2.27.2009

my final post.

you know how you can read things you've written in times past and just feel completely ridiculous about yourself? that's me right now.
i will keep this blog open only so that i may view it from time to time to measure growth. another chapter done.

2.18.2009

choo choo...

so i'm sitting at my mother's house in cleveland, on her computadora. it's ten-of-the-clock, and there is a silence. the parents have gone to bed. i walk outside and look up to see the most beautiful vision of stars, a celestial body that is meant only for the country. i look across to see the mountains' silhouette outlined by the shining moon. though there are many perks to daylight, there is a peace and quiet of the night that cannot be matched.
can you even imagine the beauty of God? of heaven? when you see these gorgeous views? we drove through pigeon forge and the smokey mountains and the majesty of these formations left me speechless. they're beautiful and rolling and breath-taking.
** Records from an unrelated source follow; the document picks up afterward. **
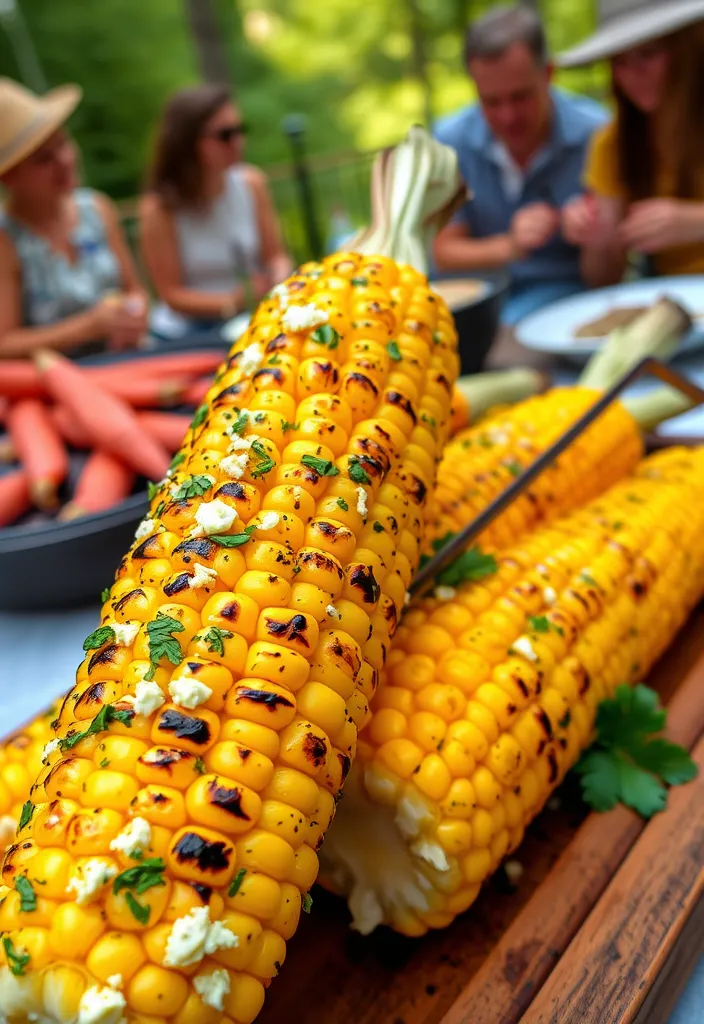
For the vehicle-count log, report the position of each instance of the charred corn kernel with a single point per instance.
(259, 610)
(448, 776)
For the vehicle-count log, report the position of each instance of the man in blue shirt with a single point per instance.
(522, 151)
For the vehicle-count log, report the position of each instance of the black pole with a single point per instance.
(294, 126)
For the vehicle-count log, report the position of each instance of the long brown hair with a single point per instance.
(678, 127)
(175, 173)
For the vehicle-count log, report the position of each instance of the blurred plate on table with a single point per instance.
(576, 327)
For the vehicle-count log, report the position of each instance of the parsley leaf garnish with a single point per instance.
(214, 638)
(201, 414)
(16, 962)
(28, 897)
(26, 815)
(629, 763)
(105, 634)
(472, 565)
(325, 335)
(323, 467)
(100, 723)
(265, 464)
(236, 882)
(192, 486)
(232, 540)
(162, 643)
(356, 471)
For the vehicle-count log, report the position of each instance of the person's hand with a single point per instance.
(532, 226)
(659, 223)
(121, 321)
(580, 221)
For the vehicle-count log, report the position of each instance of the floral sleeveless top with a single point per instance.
(53, 287)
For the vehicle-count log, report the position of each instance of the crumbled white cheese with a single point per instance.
(93, 876)
(144, 528)
(203, 576)
(52, 745)
(147, 697)
(233, 466)
(215, 516)
(304, 317)
(125, 633)
(134, 839)
(100, 1006)
(514, 869)
(525, 647)
(213, 988)
(280, 292)
(269, 520)
(238, 443)
(188, 692)
(193, 937)
(252, 358)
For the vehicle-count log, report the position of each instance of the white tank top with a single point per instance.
(218, 246)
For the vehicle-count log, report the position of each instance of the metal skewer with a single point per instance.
(462, 541)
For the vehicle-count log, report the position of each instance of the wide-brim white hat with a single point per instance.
(28, 120)
(624, 24)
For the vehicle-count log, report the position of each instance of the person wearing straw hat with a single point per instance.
(67, 278)
(645, 171)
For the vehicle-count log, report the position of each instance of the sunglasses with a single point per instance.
(229, 132)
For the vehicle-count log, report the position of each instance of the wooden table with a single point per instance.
(604, 927)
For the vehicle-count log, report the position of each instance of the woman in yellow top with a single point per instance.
(645, 173)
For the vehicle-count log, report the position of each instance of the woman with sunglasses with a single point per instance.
(645, 173)
(209, 231)
(67, 278)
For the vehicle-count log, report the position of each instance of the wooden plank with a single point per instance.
(503, 986)
(617, 954)
(387, 979)
(669, 984)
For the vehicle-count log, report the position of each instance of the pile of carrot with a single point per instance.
(116, 412)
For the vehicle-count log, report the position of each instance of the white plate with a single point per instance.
(552, 329)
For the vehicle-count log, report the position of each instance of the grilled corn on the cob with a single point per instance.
(199, 758)
(491, 693)
(20, 760)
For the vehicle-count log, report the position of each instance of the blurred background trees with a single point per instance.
(359, 71)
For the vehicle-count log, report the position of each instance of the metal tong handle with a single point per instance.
(463, 540)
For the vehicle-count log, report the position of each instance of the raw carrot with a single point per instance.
(110, 422)
(167, 365)
(69, 427)
(104, 480)
(143, 393)
(169, 428)
(14, 496)
(40, 450)
(18, 379)
(194, 395)
(7, 450)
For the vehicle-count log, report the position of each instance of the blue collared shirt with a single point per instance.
(554, 176)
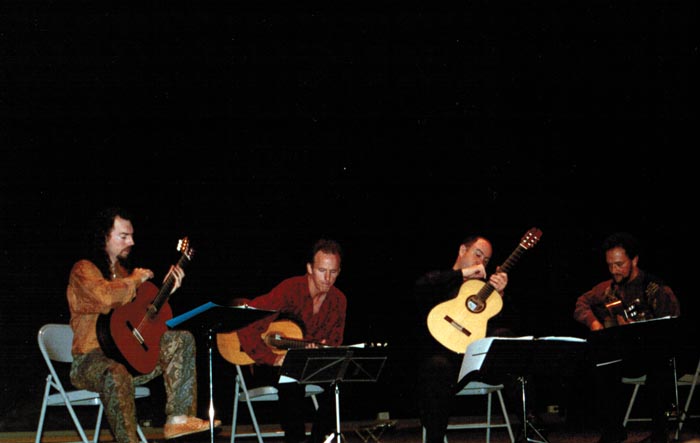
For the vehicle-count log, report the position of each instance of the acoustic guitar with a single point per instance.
(280, 336)
(458, 322)
(130, 334)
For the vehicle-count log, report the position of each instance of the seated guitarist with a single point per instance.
(320, 307)
(438, 367)
(103, 280)
(629, 295)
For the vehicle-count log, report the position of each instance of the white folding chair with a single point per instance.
(263, 393)
(686, 380)
(55, 341)
(480, 388)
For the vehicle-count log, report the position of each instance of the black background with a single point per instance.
(395, 128)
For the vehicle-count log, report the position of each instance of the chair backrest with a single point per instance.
(55, 342)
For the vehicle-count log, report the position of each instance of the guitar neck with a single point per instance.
(280, 342)
(167, 287)
(487, 289)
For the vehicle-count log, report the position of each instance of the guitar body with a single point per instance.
(456, 323)
(116, 337)
(285, 331)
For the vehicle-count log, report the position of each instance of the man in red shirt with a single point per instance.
(319, 308)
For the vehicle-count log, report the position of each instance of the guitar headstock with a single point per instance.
(531, 237)
(183, 245)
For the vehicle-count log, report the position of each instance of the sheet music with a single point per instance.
(563, 338)
(476, 353)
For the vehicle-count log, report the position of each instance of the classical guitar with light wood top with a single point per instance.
(457, 322)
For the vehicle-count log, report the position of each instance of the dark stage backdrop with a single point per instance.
(396, 129)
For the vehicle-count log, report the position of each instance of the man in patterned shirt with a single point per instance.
(103, 280)
(629, 296)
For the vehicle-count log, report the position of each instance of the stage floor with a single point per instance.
(391, 431)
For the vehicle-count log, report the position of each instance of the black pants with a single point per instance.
(293, 405)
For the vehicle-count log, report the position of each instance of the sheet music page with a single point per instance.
(563, 338)
(476, 353)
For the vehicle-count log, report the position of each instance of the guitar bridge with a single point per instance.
(457, 326)
(137, 335)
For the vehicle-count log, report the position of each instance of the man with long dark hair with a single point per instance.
(99, 282)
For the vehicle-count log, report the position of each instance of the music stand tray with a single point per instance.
(215, 317)
(523, 356)
(210, 318)
(334, 365)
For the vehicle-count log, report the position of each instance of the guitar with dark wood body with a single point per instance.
(130, 334)
(280, 336)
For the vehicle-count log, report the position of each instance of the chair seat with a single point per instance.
(55, 341)
(269, 393)
(479, 388)
(84, 397)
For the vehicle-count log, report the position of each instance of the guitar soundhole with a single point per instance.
(475, 305)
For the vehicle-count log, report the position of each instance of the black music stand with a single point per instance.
(521, 357)
(214, 318)
(334, 365)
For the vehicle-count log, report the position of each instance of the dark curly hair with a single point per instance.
(99, 228)
(624, 240)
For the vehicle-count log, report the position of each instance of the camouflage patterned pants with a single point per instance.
(95, 372)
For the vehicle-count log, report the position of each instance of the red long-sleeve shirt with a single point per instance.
(291, 298)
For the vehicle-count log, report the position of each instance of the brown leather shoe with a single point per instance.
(191, 426)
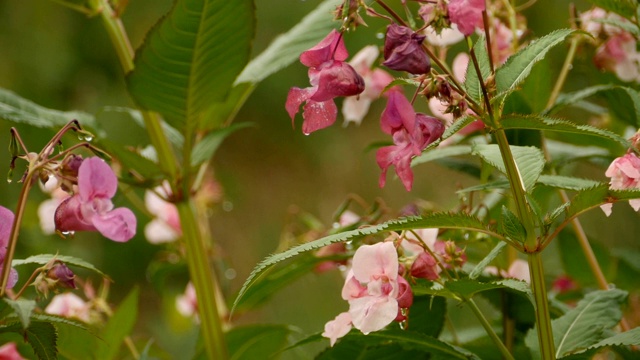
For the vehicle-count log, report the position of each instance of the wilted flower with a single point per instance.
(411, 133)
(330, 77)
(91, 209)
(403, 50)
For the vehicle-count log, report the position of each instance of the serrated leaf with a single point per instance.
(584, 325)
(191, 58)
(477, 271)
(511, 226)
(529, 159)
(518, 66)
(436, 220)
(257, 341)
(471, 81)
(23, 309)
(43, 259)
(204, 149)
(20, 110)
(625, 8)
(118, 327)
(43, 339)
(534, 122)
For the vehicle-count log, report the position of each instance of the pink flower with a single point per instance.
(69, 305)
(6, 222)
(411, 134)
(337, 328)
(466, 14)
(403, 50)
(355, 108)
(91, 208)
(9, 351)
(165, 227)
(625, 174)
(330, 77)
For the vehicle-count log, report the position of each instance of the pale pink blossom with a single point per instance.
(330, 77)
(338, 327)
(165, 227)
(354, 108)
(625, 174)
(9, 351)
(91, 209)
(466, 14)
(69, 305)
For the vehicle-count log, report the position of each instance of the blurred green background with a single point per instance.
(63, 60)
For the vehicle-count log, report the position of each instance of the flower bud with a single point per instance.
(403, 50)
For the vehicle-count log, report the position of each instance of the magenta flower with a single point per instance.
(403, 50)
(466, 14)
(330, 77)
(411, 133)
(91, 209)
(6, 222)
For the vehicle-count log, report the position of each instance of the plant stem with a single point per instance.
(200, 269)
(543, 322)
(492, 334)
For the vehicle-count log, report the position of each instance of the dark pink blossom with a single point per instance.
(466, 14)
(403, 50)
(6, 222)
(91, 209)
(330, 77)
(411, 134)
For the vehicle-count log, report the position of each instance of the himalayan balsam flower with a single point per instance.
(91, 208)
(354, 108)
(625, 174)
(411, 134)
(466, 14)
(330, 77)
(403, 50)
(165, 227)
(6, 222)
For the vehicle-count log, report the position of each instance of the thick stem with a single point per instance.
(487, 327)
(543, 322)
(203, 280)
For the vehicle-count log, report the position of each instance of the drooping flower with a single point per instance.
(411, 134)
(69, 305)
(466, 14)
(91, 209)
(403, 50)
(625, 174)
(330, 77)
(9, 351)
(354, 108)
(6, 222)
(165, 227)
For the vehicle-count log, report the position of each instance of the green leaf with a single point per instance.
(511, 226)
(43, 339)
(204, 150)
(471, 82)
(191, 58)
(257, 341)
(43, 259)
(477, 271)
(118, 327)
(584, 325)
(625, 8)
(435, 220)
(530, 161)
(519, 65)
(23, 308)
(20, 110)
(534, 122)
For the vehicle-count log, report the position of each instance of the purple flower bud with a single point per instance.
(403, 50)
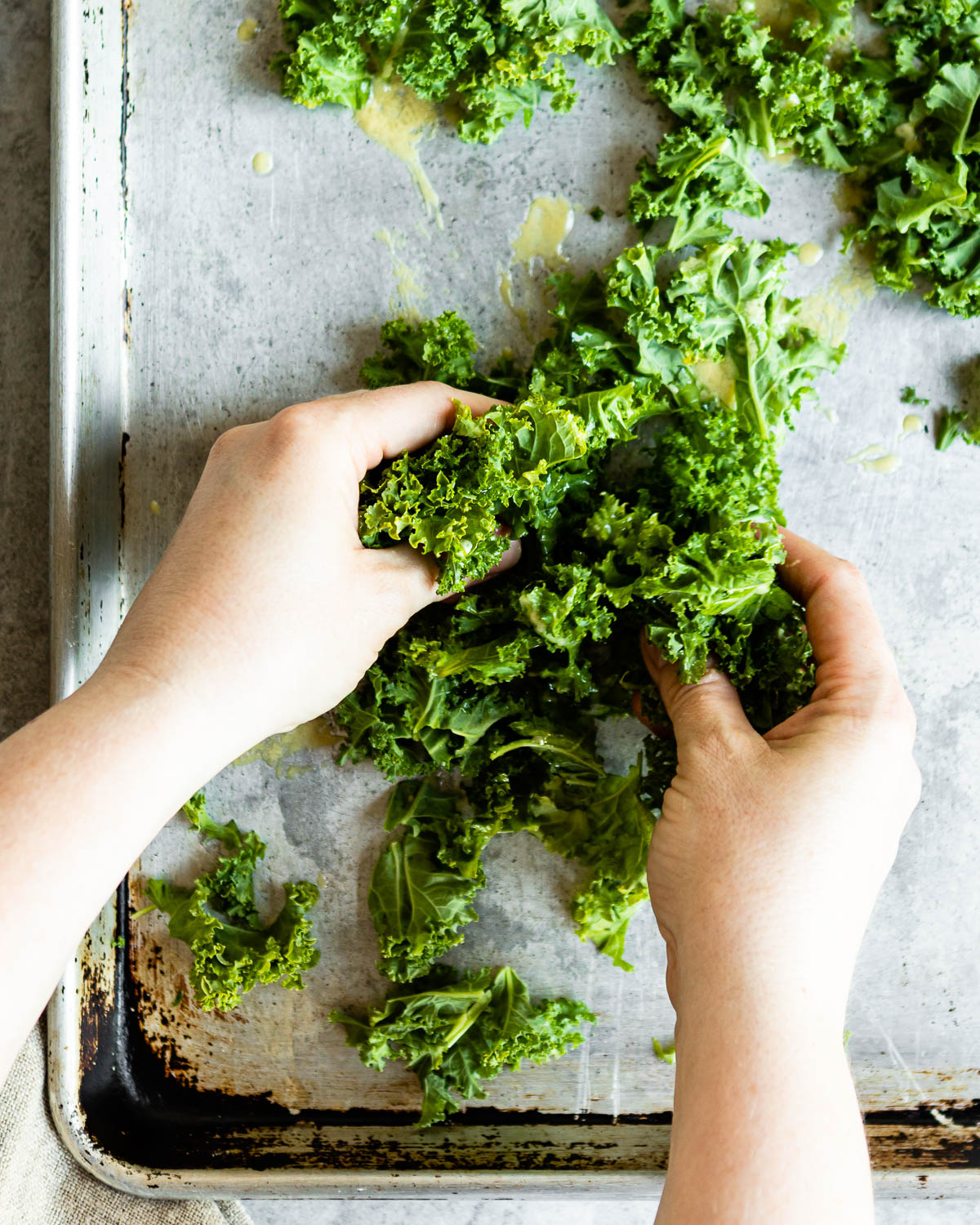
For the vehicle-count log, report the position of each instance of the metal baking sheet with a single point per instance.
(190, 294)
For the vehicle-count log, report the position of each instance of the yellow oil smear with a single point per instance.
(717, 379)
(397, 118)
(906, 132)
(830, 310)
(277, 750)
(546, 228)
(506, 296)
(810, 254)
(779, 15)
(409, 292)
(876, 458)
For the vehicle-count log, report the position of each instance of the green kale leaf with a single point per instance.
(649, 418)
(458, 1031)
(492, 59)
(233, 950)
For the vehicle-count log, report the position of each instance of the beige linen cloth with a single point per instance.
(41, 1183)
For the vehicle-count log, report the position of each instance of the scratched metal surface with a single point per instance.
(233, 294)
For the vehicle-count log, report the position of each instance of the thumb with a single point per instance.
(708, 710)
(411, 577)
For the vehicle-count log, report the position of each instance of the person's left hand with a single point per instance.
(266, 607)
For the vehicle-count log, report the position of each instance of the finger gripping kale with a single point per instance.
(512, 466)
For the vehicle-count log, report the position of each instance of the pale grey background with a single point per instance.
(24, 590)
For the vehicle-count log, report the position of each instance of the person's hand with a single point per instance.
(266, 608)
(772, 849)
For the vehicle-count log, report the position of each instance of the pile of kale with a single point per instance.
(886, 97)
(635, 458)
(637, 463)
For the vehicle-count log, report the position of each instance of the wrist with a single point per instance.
(162, 719)
(762, 984)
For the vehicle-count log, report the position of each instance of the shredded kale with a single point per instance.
(233, 950)
(901, 120)
(955, 423)
(458, 1031)
(494, 59)
(639, 466)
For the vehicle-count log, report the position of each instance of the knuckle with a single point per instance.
(225, 443)
(294, 429)
(847, 573)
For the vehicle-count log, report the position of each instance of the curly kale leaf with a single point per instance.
(511, 466)
(233, 950)
(458, 1031)
(436, 348)
(494, 59)
(902, 122)
(695, 181)
(956, 423)
(674, 534)
(418, 906)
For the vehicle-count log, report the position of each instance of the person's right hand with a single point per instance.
(772, 849)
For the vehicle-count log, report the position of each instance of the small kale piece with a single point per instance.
(951, 424)
(436, 348)
(458, 1031)
(511, 466)
(233, 950)
(909, 396)
(495, 59)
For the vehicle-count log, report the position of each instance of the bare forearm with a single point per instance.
(82, 791)
(766, 1122)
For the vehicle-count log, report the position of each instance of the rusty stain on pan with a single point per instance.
(142, 1107)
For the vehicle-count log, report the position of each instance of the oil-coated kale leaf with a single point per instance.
(233, 950)
(458, 1031)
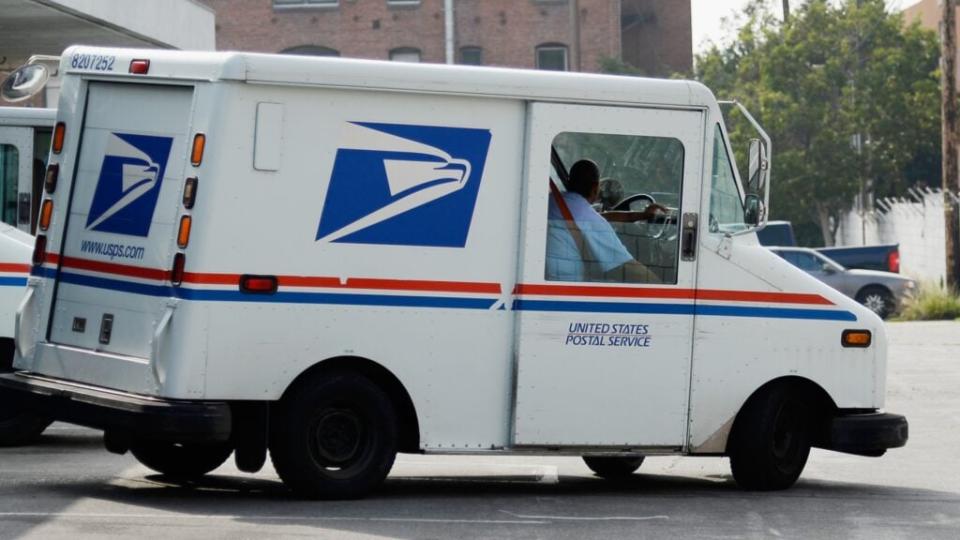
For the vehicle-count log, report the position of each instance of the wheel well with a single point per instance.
(817, 399)
(406, 413)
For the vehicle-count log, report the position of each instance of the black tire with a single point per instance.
(181, 460)
(770, 441)
(17, 427)
(334, 436)
(877, 299)
(613, 468)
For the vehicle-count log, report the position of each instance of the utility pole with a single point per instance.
(948, 75)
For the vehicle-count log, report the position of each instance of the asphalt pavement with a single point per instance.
(67, 486)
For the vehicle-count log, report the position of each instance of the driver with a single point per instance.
(600, 244)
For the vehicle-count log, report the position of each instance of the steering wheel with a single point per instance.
(627, 204)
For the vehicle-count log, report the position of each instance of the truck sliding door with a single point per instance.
(605, 327)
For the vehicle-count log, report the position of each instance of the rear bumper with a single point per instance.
(109, 410)
(867, 434)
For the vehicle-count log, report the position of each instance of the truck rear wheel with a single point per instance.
(334, 437)
(181, 460)
(613, 468)
(770, 441)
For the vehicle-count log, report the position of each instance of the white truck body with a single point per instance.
(323, 174)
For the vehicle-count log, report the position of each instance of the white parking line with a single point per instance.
(237, 517)
(586, 518)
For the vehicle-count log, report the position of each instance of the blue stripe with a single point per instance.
(684, 309)
(351, 299)
(42, 271)
(13, 282)
(212, 295)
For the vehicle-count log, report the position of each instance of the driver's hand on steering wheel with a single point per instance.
(646, 214)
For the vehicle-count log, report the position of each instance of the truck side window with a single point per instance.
(625, 232)
(9, 173)
(726, 205)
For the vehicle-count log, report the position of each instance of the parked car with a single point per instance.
(884, 257)
(881, 292)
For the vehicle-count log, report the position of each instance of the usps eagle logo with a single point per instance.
(404, 184)
(129, 183)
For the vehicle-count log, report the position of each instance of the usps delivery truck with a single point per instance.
(24, 146)
(331, 261)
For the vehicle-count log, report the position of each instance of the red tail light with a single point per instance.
(53, 172)
(59, 135)
(176, 273)
(39, 250)
(139, 67)
(258, 284)
(893, 261)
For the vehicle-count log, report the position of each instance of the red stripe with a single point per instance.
(423, 285)
(661, 292)
(14, 267)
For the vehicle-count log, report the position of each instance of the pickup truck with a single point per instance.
(885, 257)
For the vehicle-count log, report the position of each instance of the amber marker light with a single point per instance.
(856, 338)
(196, 155)
(183, 235)
(59, 133)
(46, 212)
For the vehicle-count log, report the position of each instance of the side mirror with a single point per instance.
(759, 166)
(24, 82)
(753, 210)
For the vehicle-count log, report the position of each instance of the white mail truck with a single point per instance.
(330, 261)
(24, 146)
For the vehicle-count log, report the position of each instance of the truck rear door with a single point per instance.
(112, 284)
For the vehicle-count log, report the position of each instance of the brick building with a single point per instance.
(573, 35)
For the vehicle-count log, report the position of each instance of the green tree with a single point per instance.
(849, 96)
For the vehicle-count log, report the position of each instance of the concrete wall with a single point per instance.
(508, 31)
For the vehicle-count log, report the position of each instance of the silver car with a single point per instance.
(881, 292)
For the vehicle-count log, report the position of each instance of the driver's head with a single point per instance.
(585, 179)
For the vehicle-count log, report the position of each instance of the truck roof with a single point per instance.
(24, 116)
(349, 73)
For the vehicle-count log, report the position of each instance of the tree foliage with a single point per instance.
(836, 72)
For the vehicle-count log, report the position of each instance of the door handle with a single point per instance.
(688, 247)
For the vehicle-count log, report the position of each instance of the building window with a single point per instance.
(405, 54)
(305, 3)
(471, 56)
(552, 57)
(311, 50)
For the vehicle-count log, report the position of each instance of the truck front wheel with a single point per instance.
(334, 436)
(770, 441)
(181, 460)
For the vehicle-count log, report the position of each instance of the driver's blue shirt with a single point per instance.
(604, 248)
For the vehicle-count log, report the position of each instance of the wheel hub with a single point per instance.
(338, 436)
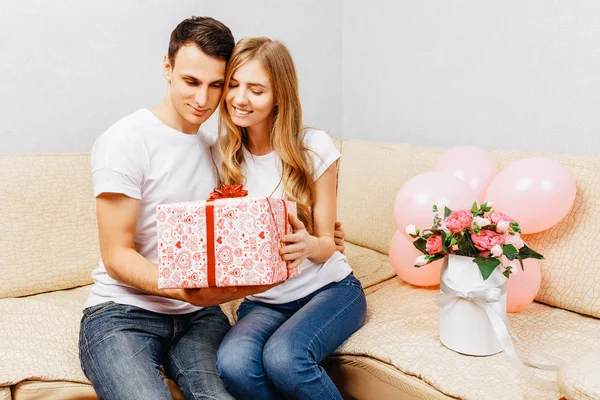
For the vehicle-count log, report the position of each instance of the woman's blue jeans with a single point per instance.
(274, 350)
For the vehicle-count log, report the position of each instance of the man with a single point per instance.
(130, 328)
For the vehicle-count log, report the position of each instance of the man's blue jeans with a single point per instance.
(274, 350)
(122, 348)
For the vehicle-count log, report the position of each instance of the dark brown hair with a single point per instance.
(208, 34)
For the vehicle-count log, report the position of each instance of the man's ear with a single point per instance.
(167, 68)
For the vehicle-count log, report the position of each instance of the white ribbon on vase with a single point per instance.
(484, 298)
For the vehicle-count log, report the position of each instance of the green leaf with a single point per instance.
(466, 246)
(475, 208)
(526, 252)
(421, 244)
(486, 265)
(436, 257)
(447, 212)
(510, 251)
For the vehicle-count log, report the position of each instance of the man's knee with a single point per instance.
(238, 362)
(287, 359)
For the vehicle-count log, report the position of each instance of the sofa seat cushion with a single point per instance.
(369, 267)
(365, 378)
(402, 329)
(580, 379)
(5, 393)
(48, 223)
(39, 337)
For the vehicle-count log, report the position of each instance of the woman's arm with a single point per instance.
(321, 245)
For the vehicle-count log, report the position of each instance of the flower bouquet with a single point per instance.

tomorrow we shall go to downtown chattanooga. there was a very cute shop i stopped in on monday; however, all the shops close at five, so i didn't get a chance to spend too much time down there. sooo...tomorrow we shall go again. and i may later drive over to helen, georgia where i hear there is more beautiful landscape!

this journey has been a long time coming...feels so good.

2.01.2009

God is moving...

so, i was driving home tonight on seemingly danger-less roads. key word being "seemingly". as i was driving home a little under the speed limit, the control of my car was taken from me and given completely to a monstrous snow drift, and far be it from me to do something only half-way. my little Kia did a 540 (an entire revolution + half a second one) and threw me quickly and gracefully into the ditch. THANK, THANK, THANK GOD no one was behind me, because it could have been much, much worse. Amazingly enough, nothing broke (on me or my car). however, i was in somewhat of a predicament, seeing as that the only visibility i had out of my left-side window was surrounded in snow. yes, i had hit so hard that i had basically buried myself in the snow. what was completely unlike me was that i didn't panic. i just kind of felt like, 'well, darn it.' and pulled out my driver's manual and coupon for a free tow. as i was getting ready to call the number, a man stopped and asked if i had anyone coming for me, and when i said 'no' he said he was going to pull me out, because it was too cold for 'a little lady' to be waiting on someone. and within half an hour, he had dug me out, pulled me up onto the road, and helped me get facing the right direction. and then i drove under 40 the rest of the way home.

when i am still, God is moving. when i am quiet, God is speaking. when i am scared, God is loving me. when i doubt, God is constant. when i fear, God protects me. i am unbelievably blessed to know these things.